If you use the CMake option -DARROW_EXTRA_ERROR_CONTEXT=ON it will compile the libraries with extra debugging information on error checks inside the RETURN_NOT_OK macro. In unit tests with ASSERT_OK, this will yield error outputs like:

../src/arrow/ipc/ipc-read-write-test.cc:609: Failure
Failed
../src/arrow/ipc/metadata-internal.cc:508 code: TypeToFlatbuffer(fbb, *field.type(), &children, &layout, &type_enum, dictionary_memo, &type_offset)
../src/arrow/ipc/metadata-internal.cc:598 code: FieldToFlatbuffer(fbb, *schema.field(i), dictionary_memo, &offset)
../src/arrow/ipc/metadata-internal.cc:651 code: SchemaToFlatbuffer(fbb, schema, dictionary_memo, &fb_schema)
../src/arrow/ipc/writer.cc:697 code: WriteSchemaMessage(schema_, dictionary_memo_, &schema_fb)
../src/arrow/ipc/writer.cc:730 code: WriteSchema()
../src/arrow/ipc/writer.cc:755 code: schema_writer.Write(&dictionaries_)
../src/arrow/ipc/writer.cc:778 code: CheckStarted()
../src/arrow/ipc/ipc-read-write-test.cc:574 code: writer->WriteRecordBatch(batch)
NotImplemented: Unable to convert type: decimal(19, 4)

Deprecations and API Changes

We use the compiler definition ARROW_NO_DEPRECATED_API to disable APIs that have been deprecated. It is a good practice to compile third party applications with this flag to proactively catch and account for API changes.

Modular Build Targets

Since there are several major parts of the C++ project, we have provided modular CMake targets for building each library component, group of unit tests and benchmarks, and their dependencies:

  • make arrow for Arrow core libraries

  • make parquet for Parquet libraries

  • make gandiva for Gandiva (LLVM expression compiler) libraries

  • make plasma for Plasma libraries, server

Note

If you have selected Ninja as CMake generator, replace make arrow with ninja arrow, and so on.

To build the unit tests or benchmarks, add -tests or -benchmarks to the target name.
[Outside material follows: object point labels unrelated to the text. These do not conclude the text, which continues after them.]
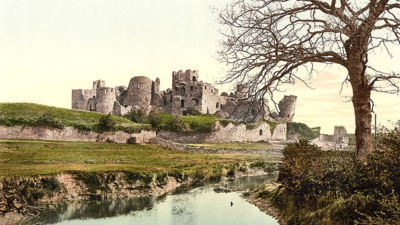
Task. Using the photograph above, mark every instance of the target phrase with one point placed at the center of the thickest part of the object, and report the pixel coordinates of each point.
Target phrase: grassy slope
(68, 117)
(26, 157)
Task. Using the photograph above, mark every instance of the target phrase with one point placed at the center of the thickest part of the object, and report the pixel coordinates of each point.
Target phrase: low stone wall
(185, 148)
(71, 134)
(230, 133)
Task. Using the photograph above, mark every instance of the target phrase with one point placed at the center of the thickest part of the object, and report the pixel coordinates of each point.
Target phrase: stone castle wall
(186, 92)
(181, 147)
(230, 133)
(71, 134)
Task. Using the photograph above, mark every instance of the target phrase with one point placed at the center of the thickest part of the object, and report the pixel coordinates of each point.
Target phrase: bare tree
(267, 42)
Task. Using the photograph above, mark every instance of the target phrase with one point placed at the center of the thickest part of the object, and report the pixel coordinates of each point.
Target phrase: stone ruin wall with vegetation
(230, 133)
(72, 134)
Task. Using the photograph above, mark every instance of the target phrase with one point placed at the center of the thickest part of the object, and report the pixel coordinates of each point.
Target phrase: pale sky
(49, 47)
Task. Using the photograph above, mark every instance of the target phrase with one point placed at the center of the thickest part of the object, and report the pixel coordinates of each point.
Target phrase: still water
(186, 205)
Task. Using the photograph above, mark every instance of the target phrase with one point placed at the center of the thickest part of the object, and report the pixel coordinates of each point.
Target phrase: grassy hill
(32, 158)
(34, 115)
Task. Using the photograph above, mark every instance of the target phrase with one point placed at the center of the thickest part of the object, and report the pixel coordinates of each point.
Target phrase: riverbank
(67, 188)
(264, 204)
(40, 172)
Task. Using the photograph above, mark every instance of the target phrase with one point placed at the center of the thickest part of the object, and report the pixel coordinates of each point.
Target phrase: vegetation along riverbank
(331, 187)
(36, 172)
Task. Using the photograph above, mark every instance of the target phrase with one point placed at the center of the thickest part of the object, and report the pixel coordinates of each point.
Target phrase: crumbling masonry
(187, 91)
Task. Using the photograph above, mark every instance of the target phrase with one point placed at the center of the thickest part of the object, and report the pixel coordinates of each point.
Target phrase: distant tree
(267, 41)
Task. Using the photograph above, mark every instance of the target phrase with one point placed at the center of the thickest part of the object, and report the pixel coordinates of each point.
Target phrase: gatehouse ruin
(187, 91)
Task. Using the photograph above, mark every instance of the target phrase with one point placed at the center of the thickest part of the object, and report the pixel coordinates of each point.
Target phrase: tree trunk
(362, 112)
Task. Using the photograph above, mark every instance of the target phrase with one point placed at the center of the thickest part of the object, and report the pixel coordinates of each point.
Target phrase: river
(198, 204)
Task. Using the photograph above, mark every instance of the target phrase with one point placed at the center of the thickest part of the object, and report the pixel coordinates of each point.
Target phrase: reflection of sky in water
(197, 206)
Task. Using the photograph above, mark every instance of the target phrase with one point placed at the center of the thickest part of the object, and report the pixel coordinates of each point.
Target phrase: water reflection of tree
(99, 209)
(184, 206)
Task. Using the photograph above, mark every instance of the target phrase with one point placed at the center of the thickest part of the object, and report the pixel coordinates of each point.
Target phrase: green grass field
(30, 114)
(30, 158)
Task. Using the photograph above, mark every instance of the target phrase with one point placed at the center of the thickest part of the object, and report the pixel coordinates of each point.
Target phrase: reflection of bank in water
(186, 205)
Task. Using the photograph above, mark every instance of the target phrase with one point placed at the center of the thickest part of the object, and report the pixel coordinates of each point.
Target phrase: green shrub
(300, 131)
(331, 187)
(154, 119)
(193, 111)
(177, 124)
(131, 140)
(107, 122)
(137, 116)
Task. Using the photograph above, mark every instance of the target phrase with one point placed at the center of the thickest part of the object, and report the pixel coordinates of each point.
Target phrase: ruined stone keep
(186, 91)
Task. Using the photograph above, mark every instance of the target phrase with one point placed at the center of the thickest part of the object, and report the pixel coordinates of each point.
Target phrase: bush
(137, 116)
(107, 122)
(48, 119)
(300, 131)
(193, 111)
(131, 140)
(154, 119)
(331, 187)
(177, 124)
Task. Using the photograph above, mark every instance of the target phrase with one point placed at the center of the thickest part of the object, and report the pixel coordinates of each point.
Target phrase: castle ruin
(187, 91)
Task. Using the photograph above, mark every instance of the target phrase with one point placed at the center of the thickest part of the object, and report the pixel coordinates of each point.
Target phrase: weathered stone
(71, 134)
(187, 91)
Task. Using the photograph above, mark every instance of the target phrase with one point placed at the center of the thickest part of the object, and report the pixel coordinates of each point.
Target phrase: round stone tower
(287, 107)
(139, 92)
(104, 101)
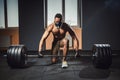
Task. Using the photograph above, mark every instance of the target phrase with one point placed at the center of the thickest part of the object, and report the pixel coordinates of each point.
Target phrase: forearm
(76, 44)
(41, 44)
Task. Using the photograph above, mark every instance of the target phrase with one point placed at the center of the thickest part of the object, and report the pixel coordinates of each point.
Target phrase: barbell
(101, 56)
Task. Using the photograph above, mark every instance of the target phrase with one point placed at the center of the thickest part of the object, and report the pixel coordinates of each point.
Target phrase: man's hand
(77, 54)
(40, 55)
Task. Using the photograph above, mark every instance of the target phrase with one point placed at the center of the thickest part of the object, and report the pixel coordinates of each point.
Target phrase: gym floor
(79, 69)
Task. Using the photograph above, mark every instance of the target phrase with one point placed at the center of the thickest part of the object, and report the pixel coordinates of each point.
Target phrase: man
(59, 30)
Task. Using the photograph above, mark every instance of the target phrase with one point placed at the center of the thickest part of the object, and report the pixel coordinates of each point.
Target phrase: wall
(13, 33)
(31, 22)
(101, 23)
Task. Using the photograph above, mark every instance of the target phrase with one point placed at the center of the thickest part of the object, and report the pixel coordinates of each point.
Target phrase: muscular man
(59, 30)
So make arrow-tests will build the Arrow core unit tests. Using the -all target, e.g. parquet-all, will build everything.

If you wish to only build and install one or more project subcomponents, we have provided the CMake option ARROW_OPTIONAL_INSTALL to only install targets that have been built. For example, if you only wish to build the Parquet libraries, its tests, and its dependencies, you can run:

cmake .. -DARROW_PARQUET=ON \
      -DARROW_OPTIONAL_INSTALL=ON \
      -DARROW_BUILD_TESTS=ON
make parquet
make install

If you omit an explicit target when invoking make, all targets will be built.

Debugging with Xcode on macOS

Xcode is the IDE provided with macOS and can be use to develop and debug Arrow by generating an Xcode project:

cd cpp
mkdir xcode-build
cd xcode-build
cmake .. -G Xcode -DARROW_BUILD_TESTS=ON -DCMAKE_BUILD_TYPE=DEBUG
open arrow.xcodeproj

This will generate a project and open it in the Xcode app. As an alternative, the command xcodebuild will perform a command-line build using the generated project. It is recommended to use the “Automatically Create Schemes” option when first launching the project. Selecting an auto-generated scheme will allow you to build and run a unittest with breakpoints enabled.